So what’s it like to travel around Bora Bora on a budget?
I Was the Only Solo Traveler
Just like the rest of my time in French Polynesia (and in the Cook Islands), I didn’t meet any other solo travelers. This wasn’t a huge surprise in Bora Bora, given that it’s best known for being a honeymoon destination, but even in the cheaper accommodations, it was all about the couples.
I did feel a little isolated on the island, but I think that had a lot to do with the guesthouse I was staying in. The other guesthouses I’d stayed at in French Polynesia had a much more communal feel, with hang out areas and group dinners arranged nightly — that wasn’t the case here. Instead, I was given my breakfast on my bungalow balcony, which was surrounded by hedges, so I couldn’t see anyone or anything. Great for privacy, but also good for making you feel lonely.
Having said that, once I ventured outside, I was approached by locals all the time and found it easy to make friends. I spent a fun evening drinking a lime-coconut-dodgy-alcoholic-concoction while hanging out with a group of Polynesian paddleboarders who invited me to join them for sunset on the beach.

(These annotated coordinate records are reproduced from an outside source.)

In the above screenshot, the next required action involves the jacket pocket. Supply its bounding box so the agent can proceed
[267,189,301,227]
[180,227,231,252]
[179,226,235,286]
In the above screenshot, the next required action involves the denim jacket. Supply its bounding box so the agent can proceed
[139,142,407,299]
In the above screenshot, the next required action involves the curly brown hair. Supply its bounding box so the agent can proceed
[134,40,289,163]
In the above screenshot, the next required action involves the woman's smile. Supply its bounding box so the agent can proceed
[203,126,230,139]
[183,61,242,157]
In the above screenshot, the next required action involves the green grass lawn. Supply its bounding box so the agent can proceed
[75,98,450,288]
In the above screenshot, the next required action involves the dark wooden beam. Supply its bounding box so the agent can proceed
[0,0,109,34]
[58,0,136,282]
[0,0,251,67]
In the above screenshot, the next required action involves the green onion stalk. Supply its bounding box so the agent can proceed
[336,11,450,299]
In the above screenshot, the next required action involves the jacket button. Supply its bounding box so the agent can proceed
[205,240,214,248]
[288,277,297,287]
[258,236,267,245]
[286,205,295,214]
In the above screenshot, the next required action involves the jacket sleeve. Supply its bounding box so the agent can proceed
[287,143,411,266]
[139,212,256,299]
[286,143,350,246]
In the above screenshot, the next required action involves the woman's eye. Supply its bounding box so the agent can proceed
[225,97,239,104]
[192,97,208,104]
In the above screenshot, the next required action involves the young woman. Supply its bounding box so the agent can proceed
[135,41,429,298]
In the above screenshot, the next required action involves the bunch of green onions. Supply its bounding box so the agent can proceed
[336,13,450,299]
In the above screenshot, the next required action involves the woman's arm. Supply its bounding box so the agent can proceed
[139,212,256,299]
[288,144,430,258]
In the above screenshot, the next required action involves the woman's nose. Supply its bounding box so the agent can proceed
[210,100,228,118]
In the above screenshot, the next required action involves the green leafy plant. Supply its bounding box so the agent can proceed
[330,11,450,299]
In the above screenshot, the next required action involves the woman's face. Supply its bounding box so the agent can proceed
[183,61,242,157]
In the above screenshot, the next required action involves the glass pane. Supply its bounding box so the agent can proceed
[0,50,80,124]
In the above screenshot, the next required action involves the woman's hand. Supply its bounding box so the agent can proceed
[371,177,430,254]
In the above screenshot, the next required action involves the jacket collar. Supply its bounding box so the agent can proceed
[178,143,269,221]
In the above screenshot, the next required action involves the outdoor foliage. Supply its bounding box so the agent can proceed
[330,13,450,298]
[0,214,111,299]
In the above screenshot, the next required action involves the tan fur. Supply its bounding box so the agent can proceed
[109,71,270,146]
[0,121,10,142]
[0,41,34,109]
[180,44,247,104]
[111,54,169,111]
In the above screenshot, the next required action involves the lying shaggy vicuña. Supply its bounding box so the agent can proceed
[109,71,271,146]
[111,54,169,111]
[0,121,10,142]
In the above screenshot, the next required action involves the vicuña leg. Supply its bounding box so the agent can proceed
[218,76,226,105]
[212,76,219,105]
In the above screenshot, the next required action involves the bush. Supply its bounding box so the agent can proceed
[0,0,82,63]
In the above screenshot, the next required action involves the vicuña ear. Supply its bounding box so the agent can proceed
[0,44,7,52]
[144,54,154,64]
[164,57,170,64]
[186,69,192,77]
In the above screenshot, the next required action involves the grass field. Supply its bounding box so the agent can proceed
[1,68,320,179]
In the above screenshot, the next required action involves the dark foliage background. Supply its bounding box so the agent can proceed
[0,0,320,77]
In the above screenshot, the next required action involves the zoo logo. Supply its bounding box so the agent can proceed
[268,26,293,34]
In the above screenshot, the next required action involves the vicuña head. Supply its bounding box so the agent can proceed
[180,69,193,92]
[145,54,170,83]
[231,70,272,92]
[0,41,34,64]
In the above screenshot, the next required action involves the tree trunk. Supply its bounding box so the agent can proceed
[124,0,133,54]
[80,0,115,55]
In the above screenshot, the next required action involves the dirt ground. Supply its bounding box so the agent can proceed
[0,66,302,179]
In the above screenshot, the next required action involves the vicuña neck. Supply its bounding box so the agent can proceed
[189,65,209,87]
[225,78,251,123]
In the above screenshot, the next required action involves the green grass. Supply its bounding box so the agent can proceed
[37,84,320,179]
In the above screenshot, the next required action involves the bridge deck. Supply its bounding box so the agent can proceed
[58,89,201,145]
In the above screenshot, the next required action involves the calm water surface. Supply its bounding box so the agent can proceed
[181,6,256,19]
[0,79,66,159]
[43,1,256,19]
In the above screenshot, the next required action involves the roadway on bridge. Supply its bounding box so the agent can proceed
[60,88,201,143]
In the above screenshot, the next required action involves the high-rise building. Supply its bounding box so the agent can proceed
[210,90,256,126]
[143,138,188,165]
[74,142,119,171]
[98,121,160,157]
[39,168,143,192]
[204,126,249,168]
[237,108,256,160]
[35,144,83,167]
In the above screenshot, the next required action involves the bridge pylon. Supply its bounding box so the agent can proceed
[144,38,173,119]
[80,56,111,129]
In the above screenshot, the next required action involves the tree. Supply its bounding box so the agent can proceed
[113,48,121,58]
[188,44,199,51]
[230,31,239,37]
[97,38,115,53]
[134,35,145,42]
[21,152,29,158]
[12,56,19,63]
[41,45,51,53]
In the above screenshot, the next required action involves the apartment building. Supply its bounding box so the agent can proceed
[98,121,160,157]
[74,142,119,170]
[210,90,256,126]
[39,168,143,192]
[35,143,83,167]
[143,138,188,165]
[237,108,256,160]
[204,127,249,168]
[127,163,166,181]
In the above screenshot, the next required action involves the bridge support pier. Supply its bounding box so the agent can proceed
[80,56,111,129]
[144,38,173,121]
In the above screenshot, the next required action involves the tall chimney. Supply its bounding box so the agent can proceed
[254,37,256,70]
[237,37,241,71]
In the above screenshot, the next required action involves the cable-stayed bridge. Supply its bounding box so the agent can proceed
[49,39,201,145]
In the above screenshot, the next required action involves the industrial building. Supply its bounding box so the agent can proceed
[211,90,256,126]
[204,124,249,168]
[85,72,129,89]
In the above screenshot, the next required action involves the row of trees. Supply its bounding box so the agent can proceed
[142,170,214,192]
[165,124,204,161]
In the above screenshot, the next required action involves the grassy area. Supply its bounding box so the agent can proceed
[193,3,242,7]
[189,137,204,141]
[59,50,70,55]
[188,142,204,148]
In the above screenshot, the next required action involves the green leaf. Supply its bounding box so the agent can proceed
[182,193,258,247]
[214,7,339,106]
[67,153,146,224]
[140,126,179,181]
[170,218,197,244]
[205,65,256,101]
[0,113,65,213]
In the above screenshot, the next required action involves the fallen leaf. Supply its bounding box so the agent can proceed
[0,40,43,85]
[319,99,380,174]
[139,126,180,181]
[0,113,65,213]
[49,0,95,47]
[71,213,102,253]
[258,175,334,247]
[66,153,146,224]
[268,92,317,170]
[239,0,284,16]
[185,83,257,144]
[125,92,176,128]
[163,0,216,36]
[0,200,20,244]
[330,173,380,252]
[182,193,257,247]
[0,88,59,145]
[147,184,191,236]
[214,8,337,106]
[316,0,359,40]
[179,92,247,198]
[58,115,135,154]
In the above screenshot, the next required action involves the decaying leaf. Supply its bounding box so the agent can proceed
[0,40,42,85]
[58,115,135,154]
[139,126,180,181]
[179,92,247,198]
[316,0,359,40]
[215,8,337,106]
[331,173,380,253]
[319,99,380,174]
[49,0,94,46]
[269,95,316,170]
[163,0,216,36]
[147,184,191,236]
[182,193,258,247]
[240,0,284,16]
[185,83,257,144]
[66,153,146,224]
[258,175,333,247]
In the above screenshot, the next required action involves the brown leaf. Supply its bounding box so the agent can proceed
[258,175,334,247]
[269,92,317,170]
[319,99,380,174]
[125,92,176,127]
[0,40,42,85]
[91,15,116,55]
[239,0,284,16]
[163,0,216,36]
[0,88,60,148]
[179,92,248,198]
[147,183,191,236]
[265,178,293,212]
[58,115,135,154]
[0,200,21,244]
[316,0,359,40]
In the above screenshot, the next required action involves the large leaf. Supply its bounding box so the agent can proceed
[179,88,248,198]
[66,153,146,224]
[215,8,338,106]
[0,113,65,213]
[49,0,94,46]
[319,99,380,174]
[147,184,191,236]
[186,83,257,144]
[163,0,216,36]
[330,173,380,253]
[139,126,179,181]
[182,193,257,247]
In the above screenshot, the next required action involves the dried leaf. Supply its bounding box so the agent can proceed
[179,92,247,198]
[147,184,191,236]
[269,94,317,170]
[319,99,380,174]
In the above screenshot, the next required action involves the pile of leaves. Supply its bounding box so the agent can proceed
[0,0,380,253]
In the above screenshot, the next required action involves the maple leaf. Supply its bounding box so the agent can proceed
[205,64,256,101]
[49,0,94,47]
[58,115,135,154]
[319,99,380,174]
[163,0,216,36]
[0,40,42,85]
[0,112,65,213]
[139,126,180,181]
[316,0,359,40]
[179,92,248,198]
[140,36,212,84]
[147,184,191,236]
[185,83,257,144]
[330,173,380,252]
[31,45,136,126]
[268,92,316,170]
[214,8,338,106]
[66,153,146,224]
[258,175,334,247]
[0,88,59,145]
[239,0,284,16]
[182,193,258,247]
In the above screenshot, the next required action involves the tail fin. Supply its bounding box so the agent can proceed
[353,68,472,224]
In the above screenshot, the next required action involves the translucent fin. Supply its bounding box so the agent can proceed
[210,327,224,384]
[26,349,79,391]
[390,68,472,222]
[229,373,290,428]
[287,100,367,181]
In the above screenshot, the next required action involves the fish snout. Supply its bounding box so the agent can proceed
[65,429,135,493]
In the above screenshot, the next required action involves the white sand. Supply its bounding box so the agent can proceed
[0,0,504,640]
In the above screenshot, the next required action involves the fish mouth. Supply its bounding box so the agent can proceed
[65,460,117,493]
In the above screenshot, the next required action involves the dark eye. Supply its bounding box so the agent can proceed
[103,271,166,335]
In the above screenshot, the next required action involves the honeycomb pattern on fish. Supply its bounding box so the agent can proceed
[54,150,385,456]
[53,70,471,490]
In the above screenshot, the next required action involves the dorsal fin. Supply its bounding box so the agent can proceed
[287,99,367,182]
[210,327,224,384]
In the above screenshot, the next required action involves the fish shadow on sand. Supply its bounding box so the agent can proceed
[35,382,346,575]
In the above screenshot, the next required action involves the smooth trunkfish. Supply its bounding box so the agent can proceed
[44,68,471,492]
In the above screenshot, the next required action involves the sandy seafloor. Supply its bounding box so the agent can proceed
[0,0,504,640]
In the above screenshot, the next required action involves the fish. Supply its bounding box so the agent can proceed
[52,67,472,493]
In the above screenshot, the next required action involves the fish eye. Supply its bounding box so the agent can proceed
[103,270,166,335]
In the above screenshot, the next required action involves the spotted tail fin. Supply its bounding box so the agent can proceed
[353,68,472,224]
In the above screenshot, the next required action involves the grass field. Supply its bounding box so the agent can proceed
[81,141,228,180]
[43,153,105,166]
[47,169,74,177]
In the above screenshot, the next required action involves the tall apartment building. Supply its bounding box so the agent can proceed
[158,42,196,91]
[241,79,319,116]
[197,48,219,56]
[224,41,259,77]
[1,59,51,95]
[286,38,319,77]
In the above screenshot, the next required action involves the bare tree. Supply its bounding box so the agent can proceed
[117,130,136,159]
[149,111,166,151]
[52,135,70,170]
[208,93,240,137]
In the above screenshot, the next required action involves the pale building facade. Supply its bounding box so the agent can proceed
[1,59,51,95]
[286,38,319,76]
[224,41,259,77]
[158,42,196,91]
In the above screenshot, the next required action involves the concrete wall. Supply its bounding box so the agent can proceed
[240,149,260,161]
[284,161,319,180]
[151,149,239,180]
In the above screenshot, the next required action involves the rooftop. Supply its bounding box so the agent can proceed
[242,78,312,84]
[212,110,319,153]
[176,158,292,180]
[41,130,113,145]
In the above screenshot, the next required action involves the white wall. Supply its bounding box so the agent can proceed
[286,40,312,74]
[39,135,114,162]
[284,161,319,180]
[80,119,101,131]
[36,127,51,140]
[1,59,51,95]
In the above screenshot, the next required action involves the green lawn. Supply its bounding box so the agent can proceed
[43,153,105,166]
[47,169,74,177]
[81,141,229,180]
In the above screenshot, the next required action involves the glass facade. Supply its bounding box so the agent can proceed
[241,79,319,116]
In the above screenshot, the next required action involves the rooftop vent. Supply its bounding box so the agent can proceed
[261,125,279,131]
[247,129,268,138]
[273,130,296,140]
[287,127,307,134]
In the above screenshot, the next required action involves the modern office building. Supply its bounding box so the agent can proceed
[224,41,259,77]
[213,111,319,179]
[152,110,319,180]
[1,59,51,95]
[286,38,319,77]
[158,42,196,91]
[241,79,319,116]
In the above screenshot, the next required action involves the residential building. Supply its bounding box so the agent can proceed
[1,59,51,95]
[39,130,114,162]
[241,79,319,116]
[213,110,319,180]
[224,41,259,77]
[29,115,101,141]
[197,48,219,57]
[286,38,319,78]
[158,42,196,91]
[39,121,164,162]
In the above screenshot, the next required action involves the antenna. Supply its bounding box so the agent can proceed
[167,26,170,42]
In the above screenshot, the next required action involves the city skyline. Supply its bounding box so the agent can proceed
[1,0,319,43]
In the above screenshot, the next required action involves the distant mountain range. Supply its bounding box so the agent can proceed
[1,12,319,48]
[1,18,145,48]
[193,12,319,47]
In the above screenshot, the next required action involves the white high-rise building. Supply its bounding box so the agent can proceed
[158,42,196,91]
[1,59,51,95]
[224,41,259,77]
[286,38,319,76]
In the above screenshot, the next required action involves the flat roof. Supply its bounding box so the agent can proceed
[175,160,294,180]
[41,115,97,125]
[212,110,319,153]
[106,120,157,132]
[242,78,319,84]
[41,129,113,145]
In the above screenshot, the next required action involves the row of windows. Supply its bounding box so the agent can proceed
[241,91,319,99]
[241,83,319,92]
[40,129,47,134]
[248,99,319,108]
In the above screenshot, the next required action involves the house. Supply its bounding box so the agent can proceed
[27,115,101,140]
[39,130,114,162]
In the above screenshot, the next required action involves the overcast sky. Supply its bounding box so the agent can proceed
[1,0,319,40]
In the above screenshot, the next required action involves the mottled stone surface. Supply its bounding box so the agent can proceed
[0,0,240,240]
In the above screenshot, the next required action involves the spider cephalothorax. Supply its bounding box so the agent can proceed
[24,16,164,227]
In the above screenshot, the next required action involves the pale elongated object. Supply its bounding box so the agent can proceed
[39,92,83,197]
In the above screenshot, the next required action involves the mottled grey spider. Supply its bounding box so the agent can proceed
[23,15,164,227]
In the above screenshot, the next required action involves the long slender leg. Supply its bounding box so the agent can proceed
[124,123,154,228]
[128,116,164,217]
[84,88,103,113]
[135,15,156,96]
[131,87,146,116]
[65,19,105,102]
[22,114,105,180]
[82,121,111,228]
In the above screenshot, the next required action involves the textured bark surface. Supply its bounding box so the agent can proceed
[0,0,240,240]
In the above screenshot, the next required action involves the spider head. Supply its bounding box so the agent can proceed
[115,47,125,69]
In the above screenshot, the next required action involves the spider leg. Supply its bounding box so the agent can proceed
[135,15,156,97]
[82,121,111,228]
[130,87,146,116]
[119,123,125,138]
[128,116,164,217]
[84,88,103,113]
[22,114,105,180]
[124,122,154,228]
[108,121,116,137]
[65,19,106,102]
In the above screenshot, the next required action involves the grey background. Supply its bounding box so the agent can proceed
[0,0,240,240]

But I Was Far From Being the Only Budget Traveler
You don’t really hear much about Bora Bora as a budget destination. Or, at least, I hadn’t heard anything about it.
When I was researching for this trip and reading other articles about how to visit affordably, they were mostly all about grabbing loads of credit cards, racking up your points, and then spending them on free flights and a fancy resort stay.
So I wasn’t expecting much from the budget travel scene. I was expecting it to be similar to when I visited the Maldives in 2014 — I was the only tourist on the local ferries, I ended up being the only tourist on an entire island, I had beaches to myself, and the guesthouses were either empty or filled with locals.
The Bora Bora budget travel scene is far from undiscovered. My guesthouse was full and many of the other $50-80 a night guesthouses looked just as busy. So don’t turn up here thinking you’re some kind of intrepid explorer who’s discovered paradise on the cheap. A lot of people already have.
But the island’s big, so while there are a lot of people on it, it never, ever felt crowded.
Is It Worth It?
It’s funny: before I arrived in Bora Bora, I was expecting to hate it.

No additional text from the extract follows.